Amit Shah says BJP yet to reach its peak, eyes power in Kerala, Bengal

NEW DELHI: The BJP may have notched up its best ever tally in the recent Lok Sabha polls but it is yet to reach its peak, its president Amit Shah asserted on Thursday, asking key party leaders to expand the organisation in new regions and bring more people into its fold.
Chairing a meeting of the party's national office bearers and its key organisational representatives from states, Shah said the party will reach its zenith when it will be running governments in states like Kerala and West Bengal, among others.

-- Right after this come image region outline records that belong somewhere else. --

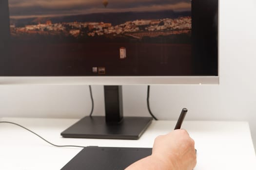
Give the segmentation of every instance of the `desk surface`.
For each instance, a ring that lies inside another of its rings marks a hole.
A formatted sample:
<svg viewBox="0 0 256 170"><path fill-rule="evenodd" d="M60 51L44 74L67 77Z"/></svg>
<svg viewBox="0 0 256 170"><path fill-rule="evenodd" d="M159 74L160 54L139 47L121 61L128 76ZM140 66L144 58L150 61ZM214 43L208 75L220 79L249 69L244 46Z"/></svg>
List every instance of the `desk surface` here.
<svg viewBox="0 0 256 170"><path fill-rule="evenodd" d="M64 138L60 133L76 119L3 118L58 145L152 147L155 138L172 131L175 121L153 121L138 140ZM184 121L197 150L198 170L256 170L256 156L246 122ZM81 150L52 146L18 126L0 124L0 170L59 170Z"/></svg>

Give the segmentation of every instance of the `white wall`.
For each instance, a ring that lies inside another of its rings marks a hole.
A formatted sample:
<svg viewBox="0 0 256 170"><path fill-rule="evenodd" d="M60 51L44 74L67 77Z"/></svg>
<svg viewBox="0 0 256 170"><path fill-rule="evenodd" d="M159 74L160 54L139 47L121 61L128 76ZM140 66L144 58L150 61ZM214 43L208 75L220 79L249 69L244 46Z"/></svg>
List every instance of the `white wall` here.
<svg viewBox="0 0 256 170"><path fill-rule="evenodd" d="M219 0L219 85L151 88L159 119L246 120L256 146L256 0ZM95 115L102 115L103 87L93 86ZM123 87L125 115L148 116L146 86ZM1 85L0 117L82 118L91 109L87 86Z"/></svg>

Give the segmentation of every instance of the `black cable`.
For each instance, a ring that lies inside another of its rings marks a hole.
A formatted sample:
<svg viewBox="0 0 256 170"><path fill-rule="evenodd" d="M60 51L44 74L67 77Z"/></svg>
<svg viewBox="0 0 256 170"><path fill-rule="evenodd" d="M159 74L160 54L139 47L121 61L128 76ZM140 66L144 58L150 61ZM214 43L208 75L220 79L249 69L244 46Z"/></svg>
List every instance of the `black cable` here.
<svg viewBox="0 0 256 170"><path fill-rule="evenodd" d="M153 115L152 113L152 112L151 112L151 110L150 110L150 107L149 107L149 93L150 92L150 85L148 85L148 94L147 96L147 105L148 106L148 110L149 112L149 114L151 116L154 118L154 119L156 120L158 120L158 119L156 118L156 117Z"/></svg>
<svg viewBox="0 0 256 170"><path fill-rule="evenodd" d="M31 130L30 130L25 128L24 126L20 125L19 124L13 123L13 122L11 122L10 121L0 121L0 123L10 123L10 124L14 124L15 125L17 125L18 126L22 127L22 128L25 129L26 130L27 130L27 131L31 132L32 133L34 134L34 135L36 135L38 137L40 137L41 139L43 139L45 142L47 142L48 143L50 144L51 145L53 145L53 146L56 146L56 147L77 147L77 148L83 148L86 147L86 146L76 146L76 145L55 145L55 144L54 144L50 142L49 141L47 141L46 139L45 139L44 138L43 138L42 137L40 136L39 135L37 134L36 133L35 133L35 132L33 132L32 131L31 131Z"/></svg>
<svg viewBox="0 0 256 170"><path fill-rule="evenodd" d="M90 89L90 94L91 95L91 99L92 100L92 110L91 110L91 113L90 113L90 117L91 117L94 108L94 102L93 101L93 93L92 92L92 87L91 85L89 85L89 88Z"/></svg>

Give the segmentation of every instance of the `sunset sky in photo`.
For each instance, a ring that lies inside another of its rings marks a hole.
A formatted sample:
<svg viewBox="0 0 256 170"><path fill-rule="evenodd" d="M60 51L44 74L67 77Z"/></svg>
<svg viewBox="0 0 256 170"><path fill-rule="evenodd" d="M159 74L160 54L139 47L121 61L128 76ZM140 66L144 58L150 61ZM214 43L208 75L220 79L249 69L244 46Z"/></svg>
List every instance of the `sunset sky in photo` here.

He also gave final touches to the party's membership drive, which will be launched soon with an aim to increase its members by 20 per cent, BJP general secretary Bhupender Yadav told reporters.
Yadav said the schedule of the drive, whose in-charge will be former Madhya Pradesh chief minister and BJP vice president Shivraj Singh Chouhan, will be announced in a few days and that the party's organisational polls will follow the exercise.
Dushyant Gautam, Suresh Pujari, Arun Chaturvedi and Shobha Surendran will be co-incharges of the drive. Shah, party sources said, will continue as its national president till the organisational elections are over.
The entire exercise may take several months to be concluded, which means that the party may fight assembly elections in three states -- Haryana, Jharkhand and Maharashtra -- later this year under him.
In his address at the meeting, Shah told party leaders that the Narendra Modi government's return to power with a massive mandate mark the victory of the BJP's agenda of nationalism, good governance and welfare of the poor.
Quoting Shah, Yadav said the party president recounted its growth since the days of Jana Sangh, the forerunner to the BJP. Shah said the BJP strengthened itself in states like West Bengal, Odisha and Telangana during the last five years while maintaining its dominance in states where it had done well in the last general elections.
In a similar way, the party will expand itself in new states in the coming years, he said. Shah noted that he had made a similar observation during his presidential address at the party's national council in August 2014 and has been proved correct with the party improving its tally of 282 seats by wining 303 seats in the recent polls.
While the BJP witnessed big success in states like West Bengal and Odisha, two places where it had always been a marginal player, it was unable to win any seat in the three southern states of Tamil Nadu, Kerala and Andhra Pradesh. The party there has to expand its reach and win over new sections of society.
Yadav said Shah credited the hard work of crores of party supporters at the booth level for the BJP getting more than 50 per cent vote share in 220 seats in the general elections and winning over 303 seats.
This mandate is against casteism, family rule and communalism, the party president said and noted the decimation of the SP-BSP alliance in Uttar Pradesh which, he added, had ended the myth about the strength of caste-based parties.
The BJP had claimed that it had 11 crore people as its members during its 2014 drive. The party now aims to bump up the membership by 20 per cent more.